В тот момент Арьяна Тимофеевна действительно была им благодарна. С другой стороны, она хорошо понимала чреватость подобной помощи и чем это может в будущем обернуться. Как известно, у злоязычных бабулек, постоянно дежуривших на скамейке у подъезда, от любви до ненависти всего то одна ступенька. Порой достаточно не услышанного приветствия, не хватающих пару сантиметров длины юбки или же лишнего сантиметра каблука туфель. Тут же, и не в позитивных красках, припомнят всю подноготную из жизни твоей семьи…
Лишь поздней ночью соседки оставили бабушку с внучкой наедине. Накормленная и как кукла наряженная Аня, сладко посапывая спала в люльке – тоже некогда принадлежащей Людочке, а теперь доставшейся ей в наследство колыбели. Десять с лишним лет плотно завернутая в мешковину кроватка провисела недотрогой под потолком на лоджии. Как оказалось, у всего двора на виду.
– А я всегда говорила, что это должно быть люлька, – громогласно похвасталась одна из соседок, самовольно распаковывая деревянную зыбку. – А эти дуры еще спорили со мной – мол санки это, санки. А меня ведь не обманешь, я все вижу. Санками хоть раз в году, да пользуются…
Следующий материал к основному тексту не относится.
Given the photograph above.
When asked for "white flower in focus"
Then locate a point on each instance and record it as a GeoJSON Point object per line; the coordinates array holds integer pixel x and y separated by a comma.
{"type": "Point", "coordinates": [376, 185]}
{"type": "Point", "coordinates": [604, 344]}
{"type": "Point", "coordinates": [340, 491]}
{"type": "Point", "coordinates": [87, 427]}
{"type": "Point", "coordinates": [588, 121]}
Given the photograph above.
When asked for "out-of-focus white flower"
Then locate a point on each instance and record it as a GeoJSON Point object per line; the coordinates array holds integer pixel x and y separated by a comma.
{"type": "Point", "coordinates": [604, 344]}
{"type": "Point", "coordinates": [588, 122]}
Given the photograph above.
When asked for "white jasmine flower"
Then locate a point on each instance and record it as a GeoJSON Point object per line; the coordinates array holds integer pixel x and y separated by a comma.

Арьяна Тимофеевна вздрогнула, на минуту представив себе, что еще в будущем могут поведать Анечке эти всезнающие и всевидящие ревностные блюстители нравов и порядка…
Близилась полночь, но хозяйка квартиры явно не собиралась идти спать.
– Прощение не означает оправдание и извинение, – прозвучал афоризм из уст искусствоведа. – Но соль-то в том, что Люда теперь уж точно не заслуживает пощады. Ведь вместо покаяния за первый проступок, она опять опозорила нас.
Вздохнув всем телом и вытерев полусухие глаза, высокая Арьяна Тимофеевна подошла и легко достала с верхней антресоли семейные фотоальбомы. Вооружившись тяжелыми портняжными ножницами она стала кромсать все фотографии на которых были запечатлены Муся или Алексей. Ничто в доме не должно было впредь напоминать Анне о ее родителях, бросивших ребенка на произвол судьбы.
– Ты была изначально никому не нужной, – как бы на будущее, вслух тренировала свой ответ бабушка.
Отложив на время в сторону фотографии и ножницы, бабушка бесшумно подошла к колыбели. Низко наклонилась над ней. Осторожно поправила одеяльце и тихо произнесла:
– Клянусь! Никто и никогда не узнает правду твоего позорного происхождения…
Уже следующим утром Арьяна Тимофеевна начала претворять обещанное в жизнь.
Первым делом она позвонила в музей и сообщила своему заместителю, что уходит на неделю в отпуск.